A first round selection by the Sabres in 1974, Fogolin cut his teeth on the Buffalo blueline for five seasons, appearing in 338 games with club.
However in the spring of 1979, the NHL agreed to accept four teams from the rival World Hockey Association, one of which was the Edmonton Oilers, in a merger of sorts.
In a draft of available players to help stock the rosters of those squads, it was Edmonton who it turned out, made one of the shrewdest selections when they tabbed Fogolin with the eighth overall pick, among the four squads, that also featured the Winnipeg Jets, Quebec Nordiques and Hartford Whalers.
It can be argued it was Fogolin who went on to have the biggest impact of any of the skaters the Oilers chose.
The same can be said if you included all those picked by each of the four newest NHL franchises at the time.

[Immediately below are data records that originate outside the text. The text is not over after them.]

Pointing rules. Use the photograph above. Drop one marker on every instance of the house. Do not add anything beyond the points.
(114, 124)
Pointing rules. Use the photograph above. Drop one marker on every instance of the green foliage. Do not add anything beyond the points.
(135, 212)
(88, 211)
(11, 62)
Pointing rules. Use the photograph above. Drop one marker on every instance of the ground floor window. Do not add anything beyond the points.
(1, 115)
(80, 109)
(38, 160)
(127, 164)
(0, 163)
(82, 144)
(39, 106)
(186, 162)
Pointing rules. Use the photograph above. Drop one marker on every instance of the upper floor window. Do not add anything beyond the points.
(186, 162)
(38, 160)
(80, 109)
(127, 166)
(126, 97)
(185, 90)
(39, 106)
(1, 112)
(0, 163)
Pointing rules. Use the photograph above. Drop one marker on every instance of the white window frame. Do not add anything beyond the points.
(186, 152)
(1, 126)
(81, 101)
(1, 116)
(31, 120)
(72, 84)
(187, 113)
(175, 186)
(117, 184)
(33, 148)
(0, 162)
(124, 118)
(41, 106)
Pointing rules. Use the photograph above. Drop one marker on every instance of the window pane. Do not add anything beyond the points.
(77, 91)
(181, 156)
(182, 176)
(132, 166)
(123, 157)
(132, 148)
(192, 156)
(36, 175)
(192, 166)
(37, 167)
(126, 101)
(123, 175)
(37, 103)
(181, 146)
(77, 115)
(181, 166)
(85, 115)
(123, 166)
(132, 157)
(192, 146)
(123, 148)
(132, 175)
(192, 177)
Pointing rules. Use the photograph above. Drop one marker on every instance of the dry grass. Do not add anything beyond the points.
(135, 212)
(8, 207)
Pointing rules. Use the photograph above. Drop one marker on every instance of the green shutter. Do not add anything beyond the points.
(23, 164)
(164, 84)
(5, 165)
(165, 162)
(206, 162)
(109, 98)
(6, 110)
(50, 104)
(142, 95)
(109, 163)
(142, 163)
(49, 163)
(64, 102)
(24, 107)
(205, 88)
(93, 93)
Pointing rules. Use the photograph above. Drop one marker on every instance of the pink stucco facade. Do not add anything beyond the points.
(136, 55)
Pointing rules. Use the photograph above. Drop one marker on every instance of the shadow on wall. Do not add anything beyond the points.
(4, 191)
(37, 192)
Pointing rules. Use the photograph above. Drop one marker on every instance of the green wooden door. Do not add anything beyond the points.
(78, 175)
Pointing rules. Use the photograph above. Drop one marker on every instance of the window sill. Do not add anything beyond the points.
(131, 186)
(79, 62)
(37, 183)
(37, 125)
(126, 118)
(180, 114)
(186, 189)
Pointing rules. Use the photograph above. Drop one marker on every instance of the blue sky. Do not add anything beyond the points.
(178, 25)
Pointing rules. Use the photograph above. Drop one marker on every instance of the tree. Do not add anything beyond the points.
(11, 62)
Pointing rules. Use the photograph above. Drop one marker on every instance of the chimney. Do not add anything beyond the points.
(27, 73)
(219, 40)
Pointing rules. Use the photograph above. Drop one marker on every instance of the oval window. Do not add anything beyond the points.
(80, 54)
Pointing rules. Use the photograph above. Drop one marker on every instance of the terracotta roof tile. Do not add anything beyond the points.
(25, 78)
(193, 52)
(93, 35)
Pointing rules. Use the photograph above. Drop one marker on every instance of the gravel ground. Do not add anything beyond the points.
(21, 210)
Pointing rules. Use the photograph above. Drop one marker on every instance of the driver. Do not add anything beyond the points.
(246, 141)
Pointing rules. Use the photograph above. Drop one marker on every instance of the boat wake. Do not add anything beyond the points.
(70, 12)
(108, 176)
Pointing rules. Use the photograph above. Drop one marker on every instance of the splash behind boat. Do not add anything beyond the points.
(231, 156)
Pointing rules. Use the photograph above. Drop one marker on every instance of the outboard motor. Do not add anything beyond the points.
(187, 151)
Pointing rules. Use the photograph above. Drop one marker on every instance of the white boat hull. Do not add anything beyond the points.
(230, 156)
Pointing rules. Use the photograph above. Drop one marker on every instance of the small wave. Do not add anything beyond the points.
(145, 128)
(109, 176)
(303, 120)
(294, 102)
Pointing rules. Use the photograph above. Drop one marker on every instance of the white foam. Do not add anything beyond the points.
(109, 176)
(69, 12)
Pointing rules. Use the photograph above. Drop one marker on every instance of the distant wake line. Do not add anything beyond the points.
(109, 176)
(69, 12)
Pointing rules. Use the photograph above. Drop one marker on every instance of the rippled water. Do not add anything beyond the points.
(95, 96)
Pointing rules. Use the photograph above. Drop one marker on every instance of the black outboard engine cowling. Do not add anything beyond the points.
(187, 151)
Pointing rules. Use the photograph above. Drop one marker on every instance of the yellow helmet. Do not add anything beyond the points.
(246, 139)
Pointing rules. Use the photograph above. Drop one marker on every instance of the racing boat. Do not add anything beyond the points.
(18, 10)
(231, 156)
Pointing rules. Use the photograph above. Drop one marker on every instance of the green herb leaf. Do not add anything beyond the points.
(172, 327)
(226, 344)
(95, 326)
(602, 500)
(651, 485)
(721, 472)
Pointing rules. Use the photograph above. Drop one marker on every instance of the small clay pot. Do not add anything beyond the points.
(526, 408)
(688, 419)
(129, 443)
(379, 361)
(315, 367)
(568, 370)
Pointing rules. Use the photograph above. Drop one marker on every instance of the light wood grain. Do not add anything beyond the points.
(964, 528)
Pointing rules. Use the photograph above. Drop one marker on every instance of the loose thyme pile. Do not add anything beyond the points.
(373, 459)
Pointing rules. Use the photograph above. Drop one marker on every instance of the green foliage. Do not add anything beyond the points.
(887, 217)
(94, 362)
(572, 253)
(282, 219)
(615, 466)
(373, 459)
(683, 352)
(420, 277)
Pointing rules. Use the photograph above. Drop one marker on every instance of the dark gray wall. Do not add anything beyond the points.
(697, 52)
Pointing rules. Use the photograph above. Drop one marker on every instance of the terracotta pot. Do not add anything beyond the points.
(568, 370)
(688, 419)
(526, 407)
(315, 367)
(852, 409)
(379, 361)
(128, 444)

A stabilizing force on Edmonton’s back-end from the onset, his play and leadership abilities helped foster the youthful Oilers’ line-up that eventually morphed into one of the premier teams in league history.
The workhorse defenceman did not miss a game his first three seasons in the Alberta capital and in his second campaign he went on to be named team captain.
While sporting the ‘C’ on his jersey, Fogolin was pivotal in building the character of the organization and was a major influence in the construction of their foundation, while establishing the work ethic of the club.
After turning over the captaincy to Wayne Gretzky in 1983, he and the Oilers went on to win back-to-back Stanley Cups.
In doing so, he became part of the rare father-son fraternity to both win a NHL championship, joining Lidio (Lee Sr.) who accomplished the feat with the Detroit Red Wings in 1950.
Of the 16 players the Oilers chose in the expansion draft back on June 13, 1979, Fogolin, by far, went on to play the most games for Edmonton, skating in 586 contests for them.
A steady and stalwart defender for the club, he went five full seasons without missing a game and had another where he suited up in all but one.
In total he provided 160 points for the Oilers, including 36 goals and more importantly boasted an impressive plus-minus rating of plus-153.
He was also named an NHL All-Star in 1986 and competed for the Campbell Conference selects in a match-up against the Wales Conference counterparts in a contest held in Hartford. (4-3 Wales OT)
An unsung hero in Edmonton’s rise to an NHL power, the Oilers made a difficult decision to deal him back to Buffalo in 1987, where he wrapped up his career in the league, in an effort to get more ice time for their up and coming D-men that helped them win two more titles.
Inducted into the Northwestern Ontario Sports Hall of Fame in 1993, Fogolin proved to be one of the best overall defencemen who called the region home that competed at the highest level.
His 924 NHL games played are the third-most of any rearguard from the area, trailing only Chris Pronger (1,167) and Marc Staal (1,019) in that category.
Meanwhile his overall plus-minus rating of 181 on the positive side is just two behind Pronger’s plus-183, to help pace the local contingent in that category.
A proven NHL leader on the blueline, who had 239 overall points to his credit, and was never shy to get involved and mix it up, as his 1,318 penalty minutes in the league will attest, Lee Fogolin Jr., is firmly entrenched on the list of top hockey players Thunder Bay has ever produced.